What is bad is the way that the text is absolutely smothered by the design. It reminded me a lot of the cover and interior of the Swedish old-school metal RPG Mork Borg ("Dark Fortress"), which came out 2 years after The Xenofeminist Manifesto

Which images below come from the manifesto, and which come from the RPG? Choose your own adventure, but no more of this, please!

Sunday, November 15, 2020

#StayAtHome: Tillie Walden's "On a Sunbeam" and "Cosmic Slumber Tarot"


The art above comes from Tillie Walden's SF epic graphic novel On a Sunbeam, which tells the story of a group of women and one genderfluid crewmember who travel the stars repairing abandoned space relics. Not relics as in spacecraft, but relics as in "old palaces" or other mysterious and long-abandoned structures hanging alone in the built environment of deep space. The starships we see are giant koi, and there are elements of space magic in the graphic novel. At 500+ pages, the story takes a while to "take in" and includes two storylines: the protagonist's school days, and her present life as part of a travelling architectural repair crew. Think about the design intent of the RPG Diaspora, remove all men from the picture (it totally passes the Bechdel test), and add space magic and you have some sense of the promise of this graphic novel. It also has one of the nerviest borrowings from classic SF: in particular, from Bradbury's "All Summer in a Day".

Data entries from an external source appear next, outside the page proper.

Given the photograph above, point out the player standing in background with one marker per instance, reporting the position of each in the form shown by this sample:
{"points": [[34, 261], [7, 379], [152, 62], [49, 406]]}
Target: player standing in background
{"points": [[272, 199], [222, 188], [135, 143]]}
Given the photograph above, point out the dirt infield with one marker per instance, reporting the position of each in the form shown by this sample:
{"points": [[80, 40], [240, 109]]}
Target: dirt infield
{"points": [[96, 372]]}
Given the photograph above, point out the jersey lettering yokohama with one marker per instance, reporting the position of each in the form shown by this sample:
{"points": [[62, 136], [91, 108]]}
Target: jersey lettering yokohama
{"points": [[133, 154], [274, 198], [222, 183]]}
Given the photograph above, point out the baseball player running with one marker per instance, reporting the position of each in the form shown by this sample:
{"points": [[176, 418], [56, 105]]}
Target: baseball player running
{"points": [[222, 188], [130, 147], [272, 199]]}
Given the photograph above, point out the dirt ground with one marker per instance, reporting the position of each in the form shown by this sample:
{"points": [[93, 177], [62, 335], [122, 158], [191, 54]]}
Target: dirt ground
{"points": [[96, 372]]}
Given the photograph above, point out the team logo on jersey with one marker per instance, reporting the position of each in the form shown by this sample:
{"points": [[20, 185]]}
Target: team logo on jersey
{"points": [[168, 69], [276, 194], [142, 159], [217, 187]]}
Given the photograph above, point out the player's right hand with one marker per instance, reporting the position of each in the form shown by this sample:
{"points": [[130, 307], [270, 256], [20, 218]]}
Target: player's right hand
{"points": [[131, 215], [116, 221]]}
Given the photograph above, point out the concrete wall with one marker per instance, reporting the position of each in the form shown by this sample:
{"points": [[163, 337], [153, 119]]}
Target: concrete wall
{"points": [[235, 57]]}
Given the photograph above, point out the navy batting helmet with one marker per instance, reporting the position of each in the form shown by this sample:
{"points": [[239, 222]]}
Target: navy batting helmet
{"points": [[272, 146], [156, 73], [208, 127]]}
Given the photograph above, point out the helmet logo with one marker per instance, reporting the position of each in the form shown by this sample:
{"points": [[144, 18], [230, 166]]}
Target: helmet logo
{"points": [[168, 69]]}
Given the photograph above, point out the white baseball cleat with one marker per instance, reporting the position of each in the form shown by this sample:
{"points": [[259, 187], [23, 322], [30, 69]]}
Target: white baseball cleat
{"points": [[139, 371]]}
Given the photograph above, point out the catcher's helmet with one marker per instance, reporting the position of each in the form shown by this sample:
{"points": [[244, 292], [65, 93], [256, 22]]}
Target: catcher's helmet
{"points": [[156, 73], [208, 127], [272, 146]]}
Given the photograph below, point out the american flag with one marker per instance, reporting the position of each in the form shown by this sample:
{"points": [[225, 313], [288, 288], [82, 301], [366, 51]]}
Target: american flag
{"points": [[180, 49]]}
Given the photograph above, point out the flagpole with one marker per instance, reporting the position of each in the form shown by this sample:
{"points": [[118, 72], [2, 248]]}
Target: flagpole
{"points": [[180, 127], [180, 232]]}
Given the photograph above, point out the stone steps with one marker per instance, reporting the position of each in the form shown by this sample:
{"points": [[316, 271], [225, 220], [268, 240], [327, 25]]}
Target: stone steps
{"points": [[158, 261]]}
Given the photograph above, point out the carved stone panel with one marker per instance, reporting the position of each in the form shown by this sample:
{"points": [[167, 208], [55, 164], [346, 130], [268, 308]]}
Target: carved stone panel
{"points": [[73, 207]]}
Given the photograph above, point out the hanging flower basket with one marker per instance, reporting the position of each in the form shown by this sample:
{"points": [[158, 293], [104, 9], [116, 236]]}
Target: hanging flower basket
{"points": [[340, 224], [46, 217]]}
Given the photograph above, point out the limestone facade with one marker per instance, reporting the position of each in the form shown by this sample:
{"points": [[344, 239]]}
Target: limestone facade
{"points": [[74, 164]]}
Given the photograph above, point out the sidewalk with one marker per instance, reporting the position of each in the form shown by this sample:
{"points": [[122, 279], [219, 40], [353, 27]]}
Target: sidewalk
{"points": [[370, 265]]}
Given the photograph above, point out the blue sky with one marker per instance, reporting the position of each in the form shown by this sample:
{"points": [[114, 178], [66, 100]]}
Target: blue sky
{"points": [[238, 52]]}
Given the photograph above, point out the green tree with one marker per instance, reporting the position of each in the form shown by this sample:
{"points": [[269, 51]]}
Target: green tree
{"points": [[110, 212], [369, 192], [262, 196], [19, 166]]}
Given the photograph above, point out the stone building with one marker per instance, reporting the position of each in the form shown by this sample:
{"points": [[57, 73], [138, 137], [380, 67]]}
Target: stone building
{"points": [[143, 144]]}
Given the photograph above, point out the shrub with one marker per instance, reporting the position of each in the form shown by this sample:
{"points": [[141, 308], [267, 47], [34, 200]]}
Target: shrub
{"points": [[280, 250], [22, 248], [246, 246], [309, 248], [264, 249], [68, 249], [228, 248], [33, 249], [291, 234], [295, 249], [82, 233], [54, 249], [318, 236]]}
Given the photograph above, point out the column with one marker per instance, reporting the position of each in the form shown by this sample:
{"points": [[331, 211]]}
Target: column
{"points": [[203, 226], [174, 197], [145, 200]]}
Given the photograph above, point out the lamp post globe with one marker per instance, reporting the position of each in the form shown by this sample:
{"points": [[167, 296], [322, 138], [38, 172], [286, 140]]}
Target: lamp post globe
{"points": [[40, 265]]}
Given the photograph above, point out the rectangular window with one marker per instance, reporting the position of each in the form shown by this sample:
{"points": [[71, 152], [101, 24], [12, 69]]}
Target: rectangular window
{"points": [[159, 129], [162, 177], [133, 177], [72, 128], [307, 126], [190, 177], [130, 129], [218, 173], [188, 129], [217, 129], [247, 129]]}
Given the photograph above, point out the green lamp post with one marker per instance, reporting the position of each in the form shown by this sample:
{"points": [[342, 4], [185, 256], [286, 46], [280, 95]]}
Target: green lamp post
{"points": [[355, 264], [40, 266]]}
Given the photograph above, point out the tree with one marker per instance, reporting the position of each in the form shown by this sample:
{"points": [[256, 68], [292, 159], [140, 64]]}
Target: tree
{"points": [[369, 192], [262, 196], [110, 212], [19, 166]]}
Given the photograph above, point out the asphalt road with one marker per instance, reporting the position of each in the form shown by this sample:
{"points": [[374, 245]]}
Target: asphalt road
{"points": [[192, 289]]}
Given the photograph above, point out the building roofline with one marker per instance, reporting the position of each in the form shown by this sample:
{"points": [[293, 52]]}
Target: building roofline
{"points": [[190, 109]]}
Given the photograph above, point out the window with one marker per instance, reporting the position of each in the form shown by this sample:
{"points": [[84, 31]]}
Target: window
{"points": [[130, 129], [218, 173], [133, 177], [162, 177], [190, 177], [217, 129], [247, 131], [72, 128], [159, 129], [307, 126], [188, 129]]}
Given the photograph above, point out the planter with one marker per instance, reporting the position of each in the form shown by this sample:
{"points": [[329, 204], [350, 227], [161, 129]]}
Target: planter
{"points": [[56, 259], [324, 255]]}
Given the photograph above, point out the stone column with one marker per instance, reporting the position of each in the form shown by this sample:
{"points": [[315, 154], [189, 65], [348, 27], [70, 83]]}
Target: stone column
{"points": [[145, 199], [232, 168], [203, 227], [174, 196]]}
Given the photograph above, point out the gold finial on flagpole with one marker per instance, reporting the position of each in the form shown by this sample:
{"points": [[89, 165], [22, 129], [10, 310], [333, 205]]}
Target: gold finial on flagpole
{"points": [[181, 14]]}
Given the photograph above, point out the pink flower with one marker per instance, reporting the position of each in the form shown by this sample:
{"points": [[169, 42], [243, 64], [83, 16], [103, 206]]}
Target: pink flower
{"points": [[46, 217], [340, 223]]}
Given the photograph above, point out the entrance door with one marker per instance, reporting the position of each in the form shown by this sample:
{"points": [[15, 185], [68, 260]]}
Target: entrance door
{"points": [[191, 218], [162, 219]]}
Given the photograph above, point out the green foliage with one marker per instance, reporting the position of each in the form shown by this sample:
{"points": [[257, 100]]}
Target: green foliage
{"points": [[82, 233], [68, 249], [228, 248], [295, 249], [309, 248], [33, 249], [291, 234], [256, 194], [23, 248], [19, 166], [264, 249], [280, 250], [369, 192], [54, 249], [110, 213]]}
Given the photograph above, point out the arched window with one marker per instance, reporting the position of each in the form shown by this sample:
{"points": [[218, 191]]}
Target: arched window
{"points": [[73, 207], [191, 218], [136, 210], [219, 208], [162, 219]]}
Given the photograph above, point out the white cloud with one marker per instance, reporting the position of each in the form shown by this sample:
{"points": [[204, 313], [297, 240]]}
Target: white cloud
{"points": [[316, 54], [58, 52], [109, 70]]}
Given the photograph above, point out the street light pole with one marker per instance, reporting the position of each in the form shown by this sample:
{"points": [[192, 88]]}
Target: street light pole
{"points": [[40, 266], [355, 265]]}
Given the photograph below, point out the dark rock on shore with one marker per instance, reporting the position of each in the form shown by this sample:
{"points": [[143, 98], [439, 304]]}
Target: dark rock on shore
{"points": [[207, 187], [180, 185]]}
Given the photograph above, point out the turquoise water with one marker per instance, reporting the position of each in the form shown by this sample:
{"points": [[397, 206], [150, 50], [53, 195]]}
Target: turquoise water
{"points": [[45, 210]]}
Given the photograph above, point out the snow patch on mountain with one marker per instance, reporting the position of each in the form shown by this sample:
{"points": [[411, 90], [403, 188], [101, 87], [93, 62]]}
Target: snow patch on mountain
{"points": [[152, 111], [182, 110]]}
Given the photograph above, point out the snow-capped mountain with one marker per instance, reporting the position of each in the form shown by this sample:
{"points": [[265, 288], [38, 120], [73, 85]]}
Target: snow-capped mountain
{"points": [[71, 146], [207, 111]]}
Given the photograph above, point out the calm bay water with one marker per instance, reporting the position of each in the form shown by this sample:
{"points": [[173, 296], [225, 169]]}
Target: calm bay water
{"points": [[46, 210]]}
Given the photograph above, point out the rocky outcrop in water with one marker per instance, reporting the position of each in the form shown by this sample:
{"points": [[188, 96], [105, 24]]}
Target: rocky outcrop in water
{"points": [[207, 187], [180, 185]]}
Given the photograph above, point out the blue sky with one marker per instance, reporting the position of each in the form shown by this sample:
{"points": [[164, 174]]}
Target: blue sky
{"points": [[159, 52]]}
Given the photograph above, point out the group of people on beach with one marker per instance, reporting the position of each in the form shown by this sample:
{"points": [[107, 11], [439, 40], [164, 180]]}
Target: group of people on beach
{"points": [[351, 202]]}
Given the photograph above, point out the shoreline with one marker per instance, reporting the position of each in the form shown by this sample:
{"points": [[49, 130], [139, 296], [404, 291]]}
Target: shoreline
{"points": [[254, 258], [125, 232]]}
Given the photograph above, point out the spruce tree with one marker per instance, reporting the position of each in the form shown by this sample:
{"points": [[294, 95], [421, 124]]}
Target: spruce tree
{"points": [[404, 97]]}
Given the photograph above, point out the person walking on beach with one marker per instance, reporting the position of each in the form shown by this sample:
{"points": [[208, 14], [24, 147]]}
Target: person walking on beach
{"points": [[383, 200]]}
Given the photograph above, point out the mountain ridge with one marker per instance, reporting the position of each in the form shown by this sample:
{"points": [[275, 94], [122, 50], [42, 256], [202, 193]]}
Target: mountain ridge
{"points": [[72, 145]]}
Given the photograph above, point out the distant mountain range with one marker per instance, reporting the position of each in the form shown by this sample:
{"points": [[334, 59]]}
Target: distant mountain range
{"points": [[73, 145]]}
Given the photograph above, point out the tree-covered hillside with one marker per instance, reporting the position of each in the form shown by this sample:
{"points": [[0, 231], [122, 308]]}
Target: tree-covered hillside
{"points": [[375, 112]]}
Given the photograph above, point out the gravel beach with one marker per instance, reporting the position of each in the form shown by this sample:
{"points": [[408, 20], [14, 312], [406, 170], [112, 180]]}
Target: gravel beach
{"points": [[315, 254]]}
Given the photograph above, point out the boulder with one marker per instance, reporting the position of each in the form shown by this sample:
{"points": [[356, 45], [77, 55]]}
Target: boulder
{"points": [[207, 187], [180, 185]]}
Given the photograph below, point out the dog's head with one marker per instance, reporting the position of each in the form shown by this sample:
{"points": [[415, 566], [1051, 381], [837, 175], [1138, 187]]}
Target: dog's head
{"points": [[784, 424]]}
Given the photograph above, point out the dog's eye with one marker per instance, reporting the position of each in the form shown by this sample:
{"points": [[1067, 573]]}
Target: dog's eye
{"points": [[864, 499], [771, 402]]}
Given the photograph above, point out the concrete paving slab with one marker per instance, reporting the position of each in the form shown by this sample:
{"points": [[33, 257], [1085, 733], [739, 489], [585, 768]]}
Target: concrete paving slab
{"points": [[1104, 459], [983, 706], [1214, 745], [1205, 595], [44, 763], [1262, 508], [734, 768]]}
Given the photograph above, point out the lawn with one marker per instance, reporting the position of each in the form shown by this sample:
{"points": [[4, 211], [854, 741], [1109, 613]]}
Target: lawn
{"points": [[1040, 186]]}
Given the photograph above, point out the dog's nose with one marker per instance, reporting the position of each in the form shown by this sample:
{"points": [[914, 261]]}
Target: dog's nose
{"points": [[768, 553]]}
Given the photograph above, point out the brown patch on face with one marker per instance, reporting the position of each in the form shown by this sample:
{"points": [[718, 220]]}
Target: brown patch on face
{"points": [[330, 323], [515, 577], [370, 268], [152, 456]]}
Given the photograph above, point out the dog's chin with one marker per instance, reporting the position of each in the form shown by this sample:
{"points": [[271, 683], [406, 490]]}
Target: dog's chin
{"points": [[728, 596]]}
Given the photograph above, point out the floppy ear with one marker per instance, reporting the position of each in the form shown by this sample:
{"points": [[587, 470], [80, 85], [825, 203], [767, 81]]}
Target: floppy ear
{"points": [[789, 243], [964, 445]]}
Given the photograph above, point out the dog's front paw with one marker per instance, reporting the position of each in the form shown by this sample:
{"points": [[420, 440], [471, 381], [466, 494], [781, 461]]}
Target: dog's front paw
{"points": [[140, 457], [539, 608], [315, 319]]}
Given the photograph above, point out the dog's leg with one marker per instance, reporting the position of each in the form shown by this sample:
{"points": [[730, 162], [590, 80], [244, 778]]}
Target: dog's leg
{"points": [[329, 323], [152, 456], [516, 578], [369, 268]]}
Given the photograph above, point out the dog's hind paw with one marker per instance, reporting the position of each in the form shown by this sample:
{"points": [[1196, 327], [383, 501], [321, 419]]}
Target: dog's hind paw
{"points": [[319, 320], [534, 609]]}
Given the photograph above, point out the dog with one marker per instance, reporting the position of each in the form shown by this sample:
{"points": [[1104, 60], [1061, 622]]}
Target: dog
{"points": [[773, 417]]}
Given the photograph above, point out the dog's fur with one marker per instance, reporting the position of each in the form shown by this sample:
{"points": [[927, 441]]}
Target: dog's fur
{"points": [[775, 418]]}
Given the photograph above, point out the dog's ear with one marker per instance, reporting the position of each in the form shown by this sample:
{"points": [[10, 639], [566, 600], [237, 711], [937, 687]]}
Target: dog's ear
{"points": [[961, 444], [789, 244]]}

During the North Country Gaylaxian's discussion of the Walden book, we discovered that she has also created the Cosmic Slumber Tarot. This is a full-sized, full-color Tarot deck with two extra cards representing day and night. The art is very reminiscent of  the author's illustration  style in On a Sunbeam, in particular once we reach the vivid, mysterious and magical world known as The Staircase. The deck is charming and beautiful, and comes with a small hardcover guide to the deck. The cards and book come in a hard double box with a magnetic close. It is very reasonably priced at $25.